La borghesia che si è sviluppata in Europa a partire dal Trecento (in Italia a partire dal Mille, con la nascita dei Comuni, che già nel Duecento erano così forti da impedire agli imperatori tedeschi di far valere i loro diritti feudali) in che cosa viene considerata “progressiva” dagli storici? Semplicemente nel fatto ch’essa riuscì a ottenere, attraverso il commercio e l’industria, ciò che prima poteva essere ottenuto solo attraverso la terra e le armi.

Ma davvero possiamo dire che la borghesia sostituì l’uso della rendita con quello del profitto? Davvero rimpiazzò l’uso delle armi per ottenere la terra con l’uso del denaro per ottenere ricchezze e prestigio? O non è piuttosto vero ch’essa si limitò ad abbinare uno stile di vita a un altro?

Davvero la borghesia può essere considerata una classe “rivoluzionaria”? Una cosa dovrebbe essere considerata “rivoluzionaria” quando elimina o sostituisce quella precedente, non quando le si affianca, limitandosi a ridurne il peso o il volume.

Per raggiungere il suo obiettivo, la borghesia, più che altro, s’è comportata con una buona dose di opportunismo e di cinismo; ha sapientemente dissimulato le proprie intenzioni; ha fatto dell’ambiguità un vero modello di comportamento. Ha saputo approfittare di tutte le contraddizioni della nobiltà e del clero cattolico, lacerati tra un idealismo astratto e un’immoralità concreta, soltanto per produrre nuove contraddizioni, strettamente legate all’uso dei capitali.

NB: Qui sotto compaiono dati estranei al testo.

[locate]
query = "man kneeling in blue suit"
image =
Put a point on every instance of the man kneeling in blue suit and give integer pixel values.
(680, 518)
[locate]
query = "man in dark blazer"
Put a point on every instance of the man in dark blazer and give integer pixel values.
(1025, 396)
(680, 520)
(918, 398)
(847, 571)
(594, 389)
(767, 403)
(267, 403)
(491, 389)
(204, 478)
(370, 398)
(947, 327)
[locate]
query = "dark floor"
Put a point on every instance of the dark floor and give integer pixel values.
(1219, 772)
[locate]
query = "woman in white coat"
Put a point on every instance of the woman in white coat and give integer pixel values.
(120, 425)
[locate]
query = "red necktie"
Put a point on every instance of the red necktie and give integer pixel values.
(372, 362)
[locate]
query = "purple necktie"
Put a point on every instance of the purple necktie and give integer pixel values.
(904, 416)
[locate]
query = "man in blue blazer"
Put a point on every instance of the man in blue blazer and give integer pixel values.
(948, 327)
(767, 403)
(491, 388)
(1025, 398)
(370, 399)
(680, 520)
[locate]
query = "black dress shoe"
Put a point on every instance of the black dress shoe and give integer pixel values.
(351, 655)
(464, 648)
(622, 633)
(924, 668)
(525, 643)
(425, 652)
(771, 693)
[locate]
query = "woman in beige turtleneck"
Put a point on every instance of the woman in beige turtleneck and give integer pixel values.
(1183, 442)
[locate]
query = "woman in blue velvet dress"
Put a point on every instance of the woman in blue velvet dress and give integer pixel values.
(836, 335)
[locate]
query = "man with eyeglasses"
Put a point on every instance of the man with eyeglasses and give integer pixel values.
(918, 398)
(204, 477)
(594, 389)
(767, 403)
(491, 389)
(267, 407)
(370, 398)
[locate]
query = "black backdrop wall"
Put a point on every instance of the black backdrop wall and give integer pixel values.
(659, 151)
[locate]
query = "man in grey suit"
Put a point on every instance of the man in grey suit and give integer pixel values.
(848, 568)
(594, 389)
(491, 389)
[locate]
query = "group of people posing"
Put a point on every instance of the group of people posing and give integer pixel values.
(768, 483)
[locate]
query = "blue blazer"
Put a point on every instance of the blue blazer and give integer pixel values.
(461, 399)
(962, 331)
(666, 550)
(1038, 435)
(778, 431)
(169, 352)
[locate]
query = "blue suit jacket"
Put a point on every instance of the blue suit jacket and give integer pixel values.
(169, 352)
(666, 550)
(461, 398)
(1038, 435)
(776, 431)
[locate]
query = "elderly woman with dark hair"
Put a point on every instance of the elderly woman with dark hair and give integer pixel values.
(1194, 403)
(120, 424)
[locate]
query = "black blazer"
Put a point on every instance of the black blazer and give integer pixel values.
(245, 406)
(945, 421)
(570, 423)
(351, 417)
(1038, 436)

Davvero l’umanità aveva bisogno di vivere questa esperienza per emanciparsi dalla corruzione dei sovrani feudali? E’ stato davvero un “progresso” che una classe sociale potesse arrivare a un’analoga corruzione seguendo strade diverse da quelle percorse da chi l’aveva preceduta nella scala che porta al potere economico e politico?

Stando ai classici del socialismo scientifico, Marx ed Engels, sì, il percorso della borghesia era necessario per emanciparsi dal feudalesimo; stando invece al rivoluzionario Lenin, no: si poteva benissimo passare dal feudalesimo al socialismo democratico, saltando la transizione borghese.

Sono due posizioni completamente diverse, e oggi, alla luce del crollo del socialismo autoritario, dovremmo pensare che, in definitiva, avevano ragione Marx ed Engels.

Teoricamente, in realtà, aveva ragione Lenin, ma l’evoluzione del leninismo verso lo stalinismo ha dato ragione a Marx (e indirettamente a Trotski).

Lo stalinismo infatti è stato la testimonianza, in forme diverse da quelle del capitalismo occidentale, che lo stile di vita borghese può influenzare le masse più di quanto non si creda. Lo stalinismo è stato il tentativo d’impedire alla borghesia di svilupparsi autonomamente, utilizzando, nel fare questo, alcuni strumenti che la stessa borghesia s’era data per imporsi, e cioè lo Stato, le forze armate e di polizia, i servizi segreti, la burocrazia, l’ideologia politica, la parvenza del diritto, l’istruzione di massa, la scienza e la tecnica al servizio del potere, l’informazione manipolata ecc.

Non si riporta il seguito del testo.